用CYBUS3384总线开关连接5V Cypress PROM与3.3V系统 更新于2010-08-09 21:20:52 文章出处:互联网

本应用指南介绍了一种高速5V Cypress PROM与3.3V系统连接的方法，I/O电平转换可通过CYBUS3384总线开关来实现。

This application note describes a method for interfacing a high-speed 5V Cypress PROM to a 3.3V system. The I/O level translation is achieved using a CYBUS3384 Bus Switch.

PROMs (Programmable Read Only Memories) are often used for code storage and can interface directly to the host processor bus. Many applications use fast Cypress PROMs to read code directly from the PROM (instead of downloading the code to a fast SRAM that administers the code to the processor). If a 3.3V host processor is being used that is not “5V safe,” input levels may be exceeded and problems can arise. Additionally, high speed 3.3V PROMs may be difficult to locate. Using slower 3.3V PROMs can either decrease system performance or increase system cost, or both. Fortunately, this dilemma can be resolved by using a CYBUS3384 Bus switch to translate from 5V to 3.3V compatible levels with essentially no timing penalty. Since there is no speed penalty, the same high-speed 5V Cypress PROM can be used to achieve the same performance level. This immediate translation is essential to preserving system timing in high speed systems.

The CYBUS3384 was originally designed to three-state signals for busing applications. Due to the symetric nature of the MOS device being used, the CYBUS3384 can also be used in bidirectional applications (e.g., I/O pins commonly used on SRAMs). The “switch” consists of a simple NMOS pass gate controlled by a common (active LOW) enable signal as shown in Figure 1. When a LOW signal is applied to the control line, the signal applied to one side of the switch (side A) is allowed to propagate directly through to the output on the other side (side B). A HIGH signal applied to the control line would prevent the input from propagating to the output and would place the output in a high impedance, three-state condition. The output of the pass gate is a function of both the gate and drain voltages. The gate voltage is a function of VCC. Therefore, by regulating VCC of the Bus Switch we are able to control the
voltage applied to the gate of the pass gate, which in turn limits the output swing of the device. If VCC is properly regulated, the output levels can be 3.3V compatible.

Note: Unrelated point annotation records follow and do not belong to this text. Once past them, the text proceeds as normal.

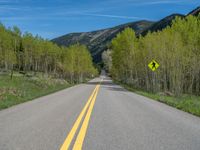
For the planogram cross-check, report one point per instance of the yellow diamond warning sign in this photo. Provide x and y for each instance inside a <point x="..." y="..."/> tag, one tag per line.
<point x="153" y="65"/>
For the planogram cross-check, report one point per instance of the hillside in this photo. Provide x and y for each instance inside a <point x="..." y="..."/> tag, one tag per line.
<point x="98" y="41"/>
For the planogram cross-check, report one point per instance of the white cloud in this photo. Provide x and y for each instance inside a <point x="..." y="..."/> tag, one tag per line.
<point x="112" y="16"/>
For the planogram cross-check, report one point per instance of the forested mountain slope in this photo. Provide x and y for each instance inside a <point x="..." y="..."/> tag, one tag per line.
<point x="98" y="41"/>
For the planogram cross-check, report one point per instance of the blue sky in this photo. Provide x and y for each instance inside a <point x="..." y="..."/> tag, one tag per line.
<point x="52" y="18"/>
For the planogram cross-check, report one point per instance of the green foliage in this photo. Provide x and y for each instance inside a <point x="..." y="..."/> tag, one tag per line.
<point x="21" y="89"/>
<point x="25" y="53"/>
<point x="176" y="49"/>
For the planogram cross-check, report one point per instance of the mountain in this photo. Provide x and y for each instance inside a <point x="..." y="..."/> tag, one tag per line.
<point x="98" y="41"/>
<point x="195" y="12"/>
<point x="160" y="25"/>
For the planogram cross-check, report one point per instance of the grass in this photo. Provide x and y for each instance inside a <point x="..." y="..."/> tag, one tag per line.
<point x="21" y="89"/>
<point x="187" y="103"/>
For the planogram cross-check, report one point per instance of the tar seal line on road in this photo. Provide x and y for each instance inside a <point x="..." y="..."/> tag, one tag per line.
<point x="80" y="138"/>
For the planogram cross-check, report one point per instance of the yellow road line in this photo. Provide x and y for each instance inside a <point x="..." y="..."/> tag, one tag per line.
<point x="71" y="134"/>
<point x="80" y="138"/>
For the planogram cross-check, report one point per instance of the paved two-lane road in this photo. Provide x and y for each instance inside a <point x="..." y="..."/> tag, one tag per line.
<point x="119" y="120"/>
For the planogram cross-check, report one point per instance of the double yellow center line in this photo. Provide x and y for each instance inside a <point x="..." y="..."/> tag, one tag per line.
<point x="81" y="135"/>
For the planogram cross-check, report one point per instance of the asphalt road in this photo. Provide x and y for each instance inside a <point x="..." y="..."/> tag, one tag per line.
<point x="114" y="119"/>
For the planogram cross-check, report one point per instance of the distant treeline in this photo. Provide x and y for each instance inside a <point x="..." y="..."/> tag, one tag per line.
<point x="176" y="49"/>
<point x="25" y="53"/>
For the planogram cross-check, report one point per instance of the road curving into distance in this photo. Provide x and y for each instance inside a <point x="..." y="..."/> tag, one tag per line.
<point x="98" y="115"/>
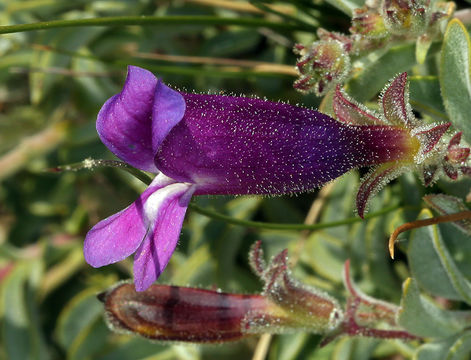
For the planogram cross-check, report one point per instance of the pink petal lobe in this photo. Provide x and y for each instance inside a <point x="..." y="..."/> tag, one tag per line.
<point x="166" y="210"/>
<point x="118" y="236"/>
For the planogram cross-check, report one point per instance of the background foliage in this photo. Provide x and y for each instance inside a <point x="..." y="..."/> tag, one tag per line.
<point x="52" y="84"/>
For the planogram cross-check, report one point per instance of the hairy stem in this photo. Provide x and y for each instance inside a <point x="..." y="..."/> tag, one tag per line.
<point x="462" y="215"/>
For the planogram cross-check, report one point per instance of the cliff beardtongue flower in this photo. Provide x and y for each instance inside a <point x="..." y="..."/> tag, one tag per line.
<point x="427" y="151"/>
<point x="212" y="144"/>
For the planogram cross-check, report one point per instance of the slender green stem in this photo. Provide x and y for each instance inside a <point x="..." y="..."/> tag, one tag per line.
<point x="155" y="20"/>
<point x="281" y="226"/>
<point x="167" y="69"/>
<point x="90" y="164"/>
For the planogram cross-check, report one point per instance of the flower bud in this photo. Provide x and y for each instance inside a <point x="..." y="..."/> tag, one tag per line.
<point x="406" y="17"/>
<point x="369" y="23"/>
<point x="321" y="66"/>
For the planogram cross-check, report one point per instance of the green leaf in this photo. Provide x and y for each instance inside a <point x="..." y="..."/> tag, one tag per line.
<point x="347" y="6"/>
<point x="445" y="205"/>
<point x="434" y="351"/>
<point x="432" y="265"/>
<point x="422" y="317"/>
<point x="379" y="67"/>
<point x="455" y="77"/>
<point x="43" y="62"/>
<point x="425" y="96"/>
<point x="22" y="337"/>
<point x="80" y="312"/>
<point x="461" y="349"/>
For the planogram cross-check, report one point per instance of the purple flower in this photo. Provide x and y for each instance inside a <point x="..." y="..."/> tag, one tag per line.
<point x="202" y="144"/>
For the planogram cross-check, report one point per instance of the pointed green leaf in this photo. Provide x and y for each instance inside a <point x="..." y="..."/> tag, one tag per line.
<point x="424" y="96"/>
<point x="22" y="337"/>
<point x="434" y="351"/>
<point x="433" y="266"/>
<point x="461" y="349"/>
<point x="422" y="317"/>
<point x="455" y="77"/>
<point x="79" y="313"/>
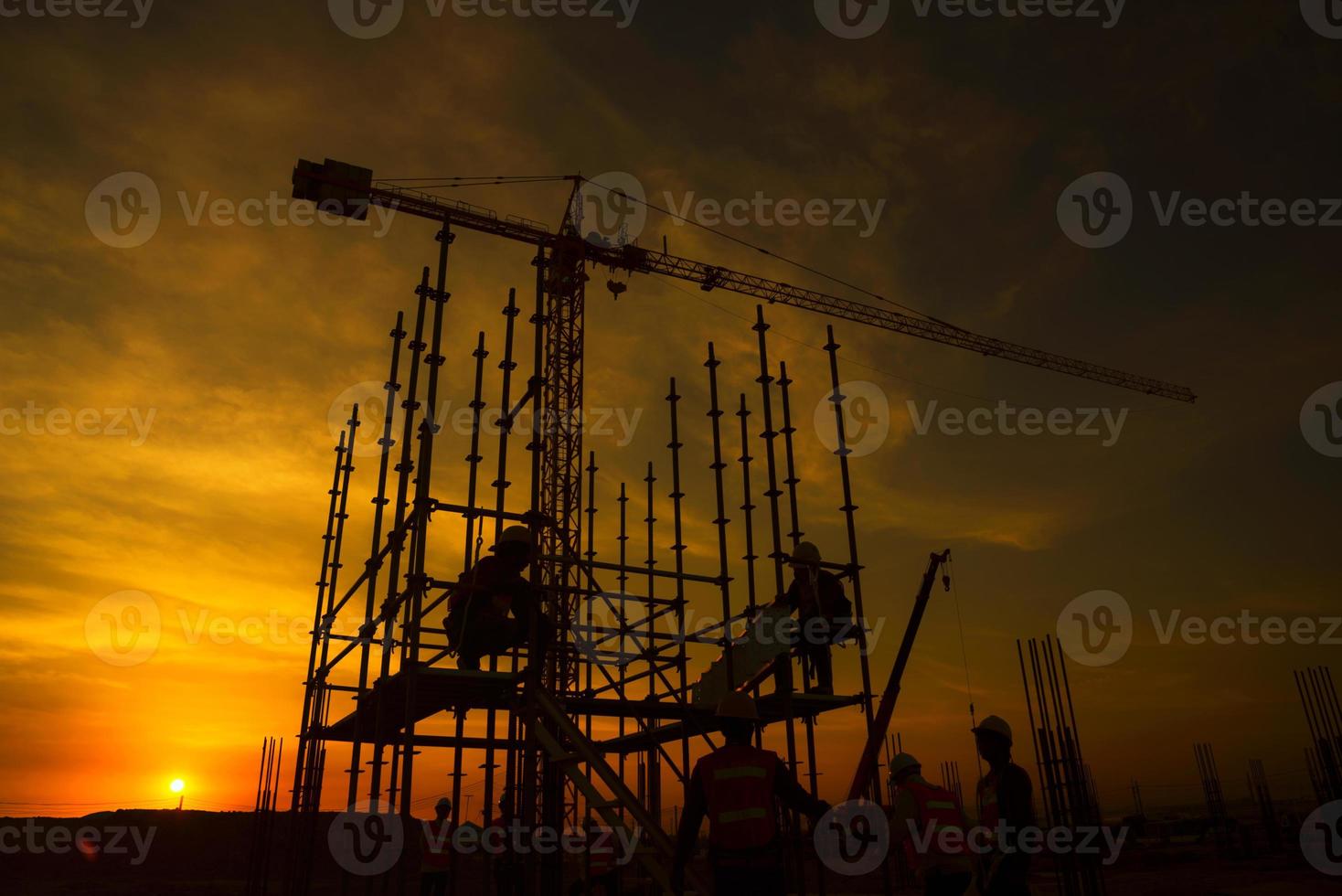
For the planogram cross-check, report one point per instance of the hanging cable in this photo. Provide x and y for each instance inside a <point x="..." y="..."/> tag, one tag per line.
<point x="964" y="654"/>
<point x="774" y="255"/>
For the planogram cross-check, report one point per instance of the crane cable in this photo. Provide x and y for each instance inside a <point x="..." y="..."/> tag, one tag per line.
<point x="964" y="652"/>
<point x="774" y="255"/>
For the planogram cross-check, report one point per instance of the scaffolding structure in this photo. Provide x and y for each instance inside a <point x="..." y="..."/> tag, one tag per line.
<point x="381" y="680"/>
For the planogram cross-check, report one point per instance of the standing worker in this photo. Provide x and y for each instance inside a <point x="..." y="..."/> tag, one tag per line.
<point x="921" y="815"/>
<point x="1006" y="809"/>
<point x="823" y="616"/>
<point x="436" y="850"/>
<point x="478" y="623"/>
<point x="740" y="786"/>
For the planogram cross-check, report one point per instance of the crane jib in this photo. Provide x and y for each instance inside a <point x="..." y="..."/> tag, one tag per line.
<point x="347" y="189"/>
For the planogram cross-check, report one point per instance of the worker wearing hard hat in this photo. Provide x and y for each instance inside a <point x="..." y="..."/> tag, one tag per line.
<point x="925" y="813"/>
<point x="493" y="608"/>
<point x="1006" y="809"/>
<point x="739" y="786"/>
<point x="823" y="616"/>
<point x="436" y="850"/>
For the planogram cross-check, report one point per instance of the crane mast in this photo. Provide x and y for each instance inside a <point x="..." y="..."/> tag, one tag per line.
<point x="350" y="191"/>
<point x="561" y="261"/>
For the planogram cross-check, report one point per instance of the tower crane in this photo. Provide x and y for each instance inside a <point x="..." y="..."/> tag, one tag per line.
<point x="561" y="261"/>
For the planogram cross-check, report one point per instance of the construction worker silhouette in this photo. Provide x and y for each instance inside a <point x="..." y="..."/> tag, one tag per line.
<point x="932" y="815"/>
<point x="1006" y="807"/>
<point x="740" y="787"/>
<point x="493" y="608"/>
<point x="823" y="616"/>
<point x="436" y="850"/>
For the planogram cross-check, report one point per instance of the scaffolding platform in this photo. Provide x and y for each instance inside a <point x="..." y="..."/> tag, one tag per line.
<point x="435" y="689"/>
<point x="773" y="707"/>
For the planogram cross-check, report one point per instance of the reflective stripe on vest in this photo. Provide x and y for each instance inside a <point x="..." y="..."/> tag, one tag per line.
<point x="739" y="789"/>
<point x="988" y="810"/>
<point x="940" y="812"/>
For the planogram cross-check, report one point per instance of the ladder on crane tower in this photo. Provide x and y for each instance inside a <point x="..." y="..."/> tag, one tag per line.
<point x="570" y="749"/>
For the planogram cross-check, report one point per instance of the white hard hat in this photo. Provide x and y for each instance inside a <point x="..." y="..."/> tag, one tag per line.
<point x="516" y="536"/>
<point x="995" y="724"/>
<point x="805" y="553"/>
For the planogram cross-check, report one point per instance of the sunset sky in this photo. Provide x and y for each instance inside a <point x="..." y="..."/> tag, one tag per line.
<point x="207" y="361"/>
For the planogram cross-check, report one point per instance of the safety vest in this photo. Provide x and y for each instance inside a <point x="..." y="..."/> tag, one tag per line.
<point x="739" y="786"/>
<point x="938" y="810"/>
<point x="438" y="845"/>
<point x="989" y="813"/>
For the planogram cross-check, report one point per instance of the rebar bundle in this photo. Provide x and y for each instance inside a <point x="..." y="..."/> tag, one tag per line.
<point x="1066" y="786"/>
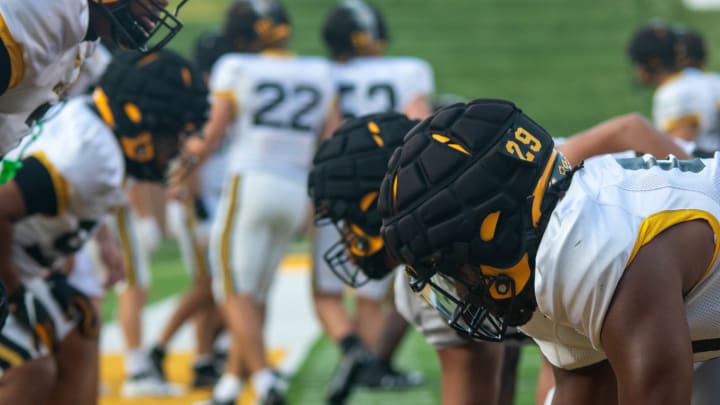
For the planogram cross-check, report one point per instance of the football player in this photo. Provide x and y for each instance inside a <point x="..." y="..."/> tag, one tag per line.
<point x="499" y="228"/>
<point x="693" y="58"/>
<point x="44" y="42"/>
<point x="276" y="104"/>
<point x="189" y="219"/>
<point x="344" y="184"/>
<point x="684" y="103"/>
<point x="71" y="178"/>
<point x="356" y="36"/>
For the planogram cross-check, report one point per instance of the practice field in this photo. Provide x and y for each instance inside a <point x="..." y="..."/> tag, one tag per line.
<point x="562" y="61"/>
<point x="314" y="369"/>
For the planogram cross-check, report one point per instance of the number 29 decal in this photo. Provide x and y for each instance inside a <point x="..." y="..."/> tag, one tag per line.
<point x="524" y="146"/>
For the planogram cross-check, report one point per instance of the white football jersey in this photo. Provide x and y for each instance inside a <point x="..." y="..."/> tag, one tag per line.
<point x="43" y="38"/>
<point x="688" y="96"/>
<point x="375" y="84"/>
<point x="87" y="168"/>
<point x="610" y="210"/>
<point x="282" y="103"/>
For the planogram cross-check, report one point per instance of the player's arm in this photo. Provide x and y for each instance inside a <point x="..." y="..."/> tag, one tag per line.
<point x="38" y="188"/>
<point x="626" y="132"/>
<point x="645" y="333"/>
<point x="198" y="149"/>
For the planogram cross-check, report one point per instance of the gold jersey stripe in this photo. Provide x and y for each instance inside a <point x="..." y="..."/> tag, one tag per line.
<point x="15" y="51"/>
<point x="61" y="186"/>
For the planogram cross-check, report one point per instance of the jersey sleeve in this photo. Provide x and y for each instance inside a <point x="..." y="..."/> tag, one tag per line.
<point x="224" y="79"/>
<point x="84" y="159"/>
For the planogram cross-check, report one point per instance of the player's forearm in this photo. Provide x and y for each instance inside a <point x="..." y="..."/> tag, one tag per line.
<point x="627" y="132"/>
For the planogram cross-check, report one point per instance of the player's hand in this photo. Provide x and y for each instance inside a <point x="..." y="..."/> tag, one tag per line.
<point x="30" y="313"/>
<point x="190" y="158"/>
<point x="75" y="304"/>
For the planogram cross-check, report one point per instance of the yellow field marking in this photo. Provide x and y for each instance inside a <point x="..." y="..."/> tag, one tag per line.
<point x="178" y="367"/>
<point x="296" y="262"/>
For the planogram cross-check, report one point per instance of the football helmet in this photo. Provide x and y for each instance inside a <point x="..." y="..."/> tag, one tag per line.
<point x="653" y="47"/>
<point x="143" y="25"/>
<point x="151" y="101"/>
<point x="355" y="29"/>
<point x="464" y="203"/>
<point x="253" y="25"/>
<point x="344" y="183"/>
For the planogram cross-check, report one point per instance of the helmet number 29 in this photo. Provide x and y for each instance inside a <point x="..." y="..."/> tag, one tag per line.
<point x="523" y="145"/>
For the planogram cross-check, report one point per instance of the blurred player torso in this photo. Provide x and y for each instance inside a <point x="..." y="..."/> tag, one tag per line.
<point x="375" y="84"/>
<point x="44" y="35"/>
<point x="282" y="102"/>
<point x="87" y="168"/>
<point x="607" y="214"/>
<point x="690" y="95"/>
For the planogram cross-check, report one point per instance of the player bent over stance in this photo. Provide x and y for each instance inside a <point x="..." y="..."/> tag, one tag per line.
<point x="612" y="267"/>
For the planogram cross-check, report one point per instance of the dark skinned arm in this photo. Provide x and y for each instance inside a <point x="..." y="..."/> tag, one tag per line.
<point x="645" y="333"/>
<point x="12" y="209"/>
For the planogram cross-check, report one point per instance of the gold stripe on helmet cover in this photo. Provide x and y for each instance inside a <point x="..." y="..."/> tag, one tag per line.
<point x="520" y="273"/>
<point x="374" y="243"/>
<point x="103" y="106"/>
<point x="367" y="200"/>
<point x="15" y="53"/>
<point x="488" y="226"/>
<point x="539" y="192"/>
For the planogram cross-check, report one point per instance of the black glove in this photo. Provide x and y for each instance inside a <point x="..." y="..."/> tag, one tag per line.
<point x="75" y="304"/>
<point x="30" y="313"/>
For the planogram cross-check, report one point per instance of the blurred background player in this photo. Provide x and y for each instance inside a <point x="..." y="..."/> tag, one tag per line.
<point x="693" y="57"/>
<point x="71" y="178"/>
<point x="42" y="42"/>
<point x="189" y="219"/>
<point x="356" y="35"/>
<point x="684" y="103"/>
<point x="276" y="104"/>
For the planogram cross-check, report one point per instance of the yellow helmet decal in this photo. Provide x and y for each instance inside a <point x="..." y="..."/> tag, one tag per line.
<point x="520" y="273"/>
<point x="374" y="243"/>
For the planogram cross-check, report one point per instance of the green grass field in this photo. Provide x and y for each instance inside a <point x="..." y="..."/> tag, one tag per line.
<point x="562" y="61"/>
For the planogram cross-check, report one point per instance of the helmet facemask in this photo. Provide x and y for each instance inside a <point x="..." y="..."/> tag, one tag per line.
<point x="358" y="256"/>
<point x="143" y="25"/>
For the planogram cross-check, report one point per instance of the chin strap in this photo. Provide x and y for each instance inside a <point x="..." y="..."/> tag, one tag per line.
<point x="10" y="167"/>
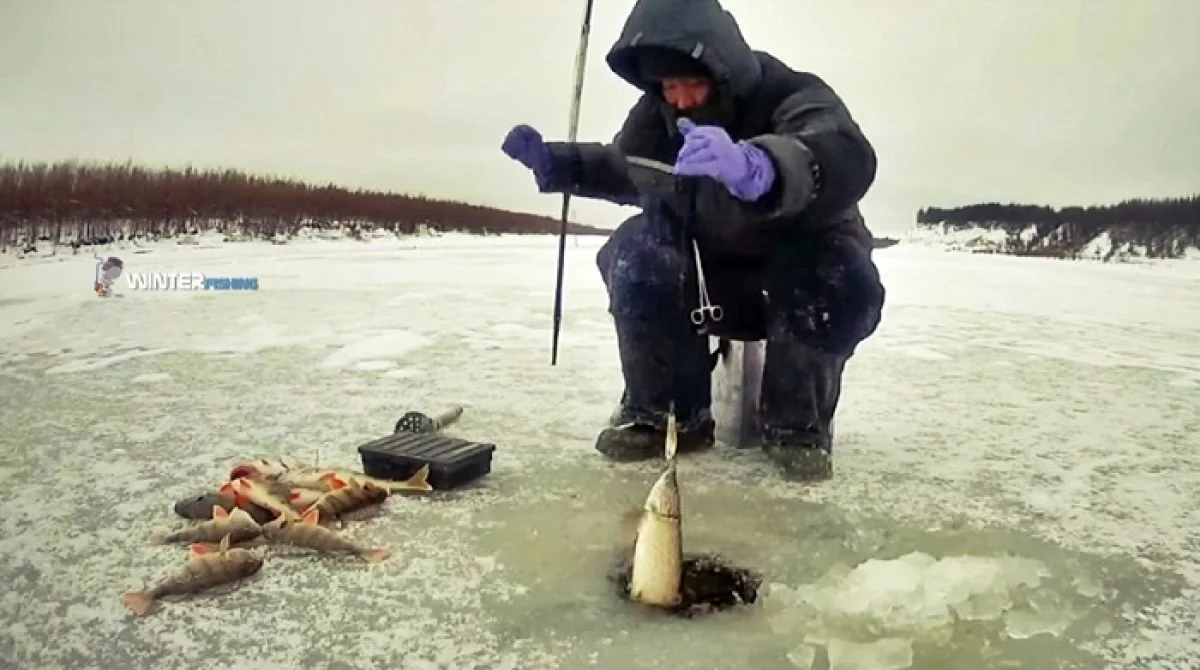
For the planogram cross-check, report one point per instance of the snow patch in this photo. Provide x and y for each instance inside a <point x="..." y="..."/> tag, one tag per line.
<point x="373" y="365"/>
<point x="400" y="374"/>
<point x="915" y="594"/>
<point x="151" y="378"/>
<point x="87" y="364"/>
<point x="373" y="348"/>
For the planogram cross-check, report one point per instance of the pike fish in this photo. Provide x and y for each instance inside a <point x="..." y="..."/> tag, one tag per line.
<point x="204" y="569"/>
<point x="324" y="479"/>
<point x="238" y="525"/>
<point x="349" y="498"/>
<point x="303" y="498"/>
<point x="658" y="545"/>
<point x="246" y="491"/>
<point x="311" y="534"/>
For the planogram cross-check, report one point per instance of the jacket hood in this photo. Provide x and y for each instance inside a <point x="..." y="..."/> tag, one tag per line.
<point x="701" y="29"/>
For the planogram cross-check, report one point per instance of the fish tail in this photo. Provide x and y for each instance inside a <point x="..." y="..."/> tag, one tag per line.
<point x="138" y="600"/>
<point x="376" y="555"/>
<point x="672" y="442"/>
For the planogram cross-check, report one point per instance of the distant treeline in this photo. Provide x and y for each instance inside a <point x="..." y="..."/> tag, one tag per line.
<point x="69" y="202"/>
<point x="1163" y="227"/>
<point x="1168" y="211"/>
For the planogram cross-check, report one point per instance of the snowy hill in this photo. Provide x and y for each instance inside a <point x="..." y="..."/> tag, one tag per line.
<point x="1131" y="231"/>
<point x="1116" y="244"/>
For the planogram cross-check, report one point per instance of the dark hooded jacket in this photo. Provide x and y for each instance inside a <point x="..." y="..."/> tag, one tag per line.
<point x="823" y="162"/>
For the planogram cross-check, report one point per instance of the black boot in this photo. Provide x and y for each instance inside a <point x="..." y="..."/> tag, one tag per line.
<point x="801" y="389"/>
<point x="640" y="440"/>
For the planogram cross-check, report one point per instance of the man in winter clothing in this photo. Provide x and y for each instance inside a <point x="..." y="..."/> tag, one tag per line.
<point x="757" y="208"/>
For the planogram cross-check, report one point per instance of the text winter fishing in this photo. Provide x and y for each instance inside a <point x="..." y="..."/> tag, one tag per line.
<point x="187" y="281"/>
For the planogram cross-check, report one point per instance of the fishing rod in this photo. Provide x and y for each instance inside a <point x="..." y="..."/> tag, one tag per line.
<point x="581" y="58"/>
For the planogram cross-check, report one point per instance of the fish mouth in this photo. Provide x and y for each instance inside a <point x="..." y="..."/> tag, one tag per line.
<point x="238" y="472"/>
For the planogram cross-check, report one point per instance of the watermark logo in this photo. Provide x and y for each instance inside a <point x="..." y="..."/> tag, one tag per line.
<point x="187" y="281"/>
<point x="109" y="269"/>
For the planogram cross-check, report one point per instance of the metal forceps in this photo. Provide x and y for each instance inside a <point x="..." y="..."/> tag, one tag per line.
<point x="707" y="310"/>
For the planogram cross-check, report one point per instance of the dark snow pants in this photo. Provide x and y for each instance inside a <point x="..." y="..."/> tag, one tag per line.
<point x="813" y="300"/>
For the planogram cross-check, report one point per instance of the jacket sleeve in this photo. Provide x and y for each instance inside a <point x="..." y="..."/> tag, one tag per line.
<point x="593" y="169"/>
<point x="823" y="162"/>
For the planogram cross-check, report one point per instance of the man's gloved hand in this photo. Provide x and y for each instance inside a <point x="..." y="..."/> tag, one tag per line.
<point x="525" y="145"/>
<point x="745" y="169"/>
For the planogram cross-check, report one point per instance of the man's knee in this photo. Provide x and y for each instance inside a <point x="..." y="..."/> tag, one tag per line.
<point x="641" y="267"/>
<point x="833" y="304"/>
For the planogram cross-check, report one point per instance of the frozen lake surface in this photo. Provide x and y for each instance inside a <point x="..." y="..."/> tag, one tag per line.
<point x="1017" y="477"/>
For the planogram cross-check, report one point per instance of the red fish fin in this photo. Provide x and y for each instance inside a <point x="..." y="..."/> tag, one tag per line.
<point x="137" y="600"/>
<point x="334" y="482"/>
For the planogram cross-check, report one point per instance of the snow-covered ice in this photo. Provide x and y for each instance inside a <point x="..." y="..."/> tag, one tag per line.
<point x="1018" y="467"/>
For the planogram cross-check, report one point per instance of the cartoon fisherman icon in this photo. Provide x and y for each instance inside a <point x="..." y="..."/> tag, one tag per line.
<point x="107" y="270"/>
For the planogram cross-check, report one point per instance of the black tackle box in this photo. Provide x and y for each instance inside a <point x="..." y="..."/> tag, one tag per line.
<point x="453" y="462"/>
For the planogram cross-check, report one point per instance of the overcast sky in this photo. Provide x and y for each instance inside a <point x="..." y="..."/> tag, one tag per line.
<point x="1044" y="101"/>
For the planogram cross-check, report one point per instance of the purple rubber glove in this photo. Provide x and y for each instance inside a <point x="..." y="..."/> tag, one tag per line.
<point x="525" y="145"/>
<point x="745" y="169"/>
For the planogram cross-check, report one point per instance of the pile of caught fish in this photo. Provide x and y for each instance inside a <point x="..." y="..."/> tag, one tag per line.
<point x="273" y="504"/>
<point x="659" y="574"/>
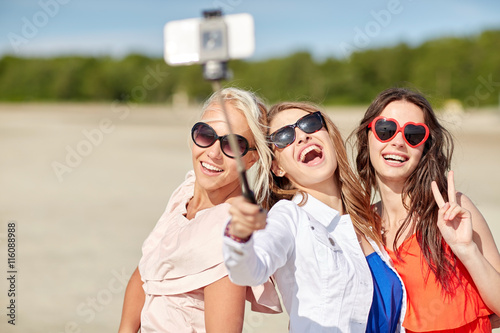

The critical requirement for this circuit is to limit the VCC applied to the Bus Switch. This can easily be accomplished with the existing 5V power supply and a simple zener diode-resistor network as shown in Figure 2. By adjusting either the resistor value or changing the zener diode, the VCC applied to the Bus Switch and the output levels can be tuned to the desired values. For a 5V–>3.3V conversion, the resistor used should be between 40–100 ohms (1/4 watt) and the zener diode has a Vz=4.3V (IZT=10 mA). A 3.9V Zener can be used if a smaller I/O swing is desired. This type of configuration will only draw approximately 10 mA. It is important to select a low-current zener diode so the desired results can be achieved without burning excess power.

The best feature of this 5V/3.3V translation is that no speed penalty is incurred. The maximum delay through the CYBUS3384 is 250 ps, well below the guardband of most high-speed designs. Therefore, Cypress’s high-speed 5V PROMs can be used in 3.3V systems without any speed penalty by merely translating the I/O levels.